As the X-ray intensity is based on the structural factor (the electron density of the probed sample fraction), it needs to be representative.
To be representative, particle size, distribution, and even the shape of particles are a concern and have to be taken into account.
By careful preparation, texture, preferred orientation, shape like planar polishment, some normalization is achieved in the scattering geometry overall surface.
A proper tube choice is crucial; it needs to be reliable. No presence of shinning as Fe does in high amount Fe samples when the diffraction is obtained with Cu tube. Otherwise, the result is an overexpressed amorphous phase.
Therefore, In high controlled sample preparation and measurement, as described above, the only illuminated center of your sample holder may have the behavior extrapolated, having a scattering fixed and representative phase volume of the probed phase(s).
Here we are talking about a simple mixture of crystallized and amorphous contributions of the same phase.
The higher number of different compounds in a phase mixture, the higher the inhomogeneity problem. It happens basically by their differences in density, in the atomic number Z, which may occur even into the two-phase mixture with variating final stoichiometry.

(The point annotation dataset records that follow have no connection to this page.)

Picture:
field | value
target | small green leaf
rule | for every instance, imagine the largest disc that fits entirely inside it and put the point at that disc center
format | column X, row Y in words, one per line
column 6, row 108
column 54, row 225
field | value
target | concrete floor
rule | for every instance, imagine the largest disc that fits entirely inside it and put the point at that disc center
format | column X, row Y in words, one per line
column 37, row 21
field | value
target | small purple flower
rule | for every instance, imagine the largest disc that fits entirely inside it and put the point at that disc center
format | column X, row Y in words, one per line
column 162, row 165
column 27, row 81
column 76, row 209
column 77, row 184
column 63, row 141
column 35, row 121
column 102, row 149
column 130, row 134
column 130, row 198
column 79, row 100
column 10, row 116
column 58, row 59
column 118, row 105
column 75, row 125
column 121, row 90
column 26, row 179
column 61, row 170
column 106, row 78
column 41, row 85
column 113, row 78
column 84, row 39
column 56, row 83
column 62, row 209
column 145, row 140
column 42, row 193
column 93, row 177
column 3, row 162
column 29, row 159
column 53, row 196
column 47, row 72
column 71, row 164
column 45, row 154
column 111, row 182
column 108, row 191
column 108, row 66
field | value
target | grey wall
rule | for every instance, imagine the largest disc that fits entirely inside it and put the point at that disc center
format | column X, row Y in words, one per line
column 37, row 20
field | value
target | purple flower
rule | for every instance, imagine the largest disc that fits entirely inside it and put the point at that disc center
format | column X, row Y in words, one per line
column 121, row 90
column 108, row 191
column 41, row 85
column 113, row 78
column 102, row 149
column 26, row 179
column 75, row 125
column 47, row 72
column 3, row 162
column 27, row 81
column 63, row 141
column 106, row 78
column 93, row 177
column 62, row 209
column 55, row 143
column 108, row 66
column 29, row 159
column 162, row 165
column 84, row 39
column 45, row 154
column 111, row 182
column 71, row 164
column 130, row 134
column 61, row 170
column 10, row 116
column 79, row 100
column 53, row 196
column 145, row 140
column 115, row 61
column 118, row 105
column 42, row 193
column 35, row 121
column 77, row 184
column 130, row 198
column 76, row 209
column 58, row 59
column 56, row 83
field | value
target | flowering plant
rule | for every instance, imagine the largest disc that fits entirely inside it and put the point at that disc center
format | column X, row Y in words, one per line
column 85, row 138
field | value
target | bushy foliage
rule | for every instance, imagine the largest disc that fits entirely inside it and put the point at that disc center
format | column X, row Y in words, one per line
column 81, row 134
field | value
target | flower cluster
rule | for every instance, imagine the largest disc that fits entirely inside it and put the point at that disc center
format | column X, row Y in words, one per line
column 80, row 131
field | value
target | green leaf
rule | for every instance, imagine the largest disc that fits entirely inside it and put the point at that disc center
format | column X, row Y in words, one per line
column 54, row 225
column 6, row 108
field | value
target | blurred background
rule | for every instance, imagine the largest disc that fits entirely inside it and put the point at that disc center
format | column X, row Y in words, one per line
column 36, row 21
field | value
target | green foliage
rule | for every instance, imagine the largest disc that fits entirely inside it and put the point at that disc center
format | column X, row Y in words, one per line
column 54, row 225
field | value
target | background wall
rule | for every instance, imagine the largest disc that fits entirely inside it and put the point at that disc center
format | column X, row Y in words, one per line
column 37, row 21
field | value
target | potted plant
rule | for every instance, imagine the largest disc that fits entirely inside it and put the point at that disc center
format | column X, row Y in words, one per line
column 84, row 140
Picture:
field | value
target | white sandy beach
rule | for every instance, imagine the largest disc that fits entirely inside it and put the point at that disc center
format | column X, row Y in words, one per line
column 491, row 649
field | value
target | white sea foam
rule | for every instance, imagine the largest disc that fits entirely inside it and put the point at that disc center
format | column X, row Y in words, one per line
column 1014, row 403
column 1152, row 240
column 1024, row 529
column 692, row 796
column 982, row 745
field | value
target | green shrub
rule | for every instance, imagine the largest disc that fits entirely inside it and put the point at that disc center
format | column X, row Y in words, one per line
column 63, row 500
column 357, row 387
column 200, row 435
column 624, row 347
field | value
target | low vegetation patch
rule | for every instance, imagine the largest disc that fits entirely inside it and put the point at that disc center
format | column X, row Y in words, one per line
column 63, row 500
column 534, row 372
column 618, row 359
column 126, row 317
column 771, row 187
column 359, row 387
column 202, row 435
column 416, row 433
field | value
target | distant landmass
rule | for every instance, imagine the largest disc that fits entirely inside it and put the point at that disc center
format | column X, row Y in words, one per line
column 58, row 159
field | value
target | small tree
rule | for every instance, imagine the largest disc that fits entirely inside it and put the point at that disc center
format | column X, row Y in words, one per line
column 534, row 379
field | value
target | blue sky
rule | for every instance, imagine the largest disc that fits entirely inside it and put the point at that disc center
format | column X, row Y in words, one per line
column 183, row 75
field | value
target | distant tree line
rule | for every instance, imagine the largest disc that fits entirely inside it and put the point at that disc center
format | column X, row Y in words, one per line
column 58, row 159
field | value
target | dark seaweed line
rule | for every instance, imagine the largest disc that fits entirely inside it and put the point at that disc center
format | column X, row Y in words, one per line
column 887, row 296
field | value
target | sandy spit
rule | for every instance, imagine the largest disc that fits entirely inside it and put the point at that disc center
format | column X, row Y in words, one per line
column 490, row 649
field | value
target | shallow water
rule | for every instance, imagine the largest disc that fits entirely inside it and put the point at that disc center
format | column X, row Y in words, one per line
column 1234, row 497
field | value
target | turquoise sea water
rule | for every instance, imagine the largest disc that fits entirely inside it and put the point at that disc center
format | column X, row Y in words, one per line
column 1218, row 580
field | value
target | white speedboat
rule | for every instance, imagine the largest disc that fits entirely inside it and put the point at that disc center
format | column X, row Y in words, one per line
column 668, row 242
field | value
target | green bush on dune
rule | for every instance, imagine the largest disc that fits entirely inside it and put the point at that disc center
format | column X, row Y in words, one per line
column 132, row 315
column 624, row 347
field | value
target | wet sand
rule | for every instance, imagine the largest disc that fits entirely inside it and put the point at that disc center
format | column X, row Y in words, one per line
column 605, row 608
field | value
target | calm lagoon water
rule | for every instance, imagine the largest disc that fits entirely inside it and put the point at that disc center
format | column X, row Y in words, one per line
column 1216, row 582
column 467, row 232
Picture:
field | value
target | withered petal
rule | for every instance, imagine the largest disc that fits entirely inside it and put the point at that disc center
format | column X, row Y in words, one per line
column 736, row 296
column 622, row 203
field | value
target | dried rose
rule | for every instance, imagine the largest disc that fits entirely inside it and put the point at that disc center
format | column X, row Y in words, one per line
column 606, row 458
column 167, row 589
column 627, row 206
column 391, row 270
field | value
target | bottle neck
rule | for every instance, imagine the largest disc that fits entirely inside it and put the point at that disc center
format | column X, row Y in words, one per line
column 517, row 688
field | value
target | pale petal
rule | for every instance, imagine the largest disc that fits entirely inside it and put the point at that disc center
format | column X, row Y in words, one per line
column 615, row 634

Therefore, to measure the volume fraction of a crystallized material in a mixture with an amorphous phase would only be reliable in careful measurement conditions, by direct comparison with the respective well-crystallized same constituent. Otherwise, the result may be considerer meaningless.
Thankyou @ Wagner Da Nova Mussel and Volker Kahlenberg for your answer.
I have annealed TiO2 thin film, initially at room temperature film was having amorphous behaviour but after the annealing it shows crystalline behaviour. So how should I know the volume fraction of crystallized material at particular temperature by diffraction peak.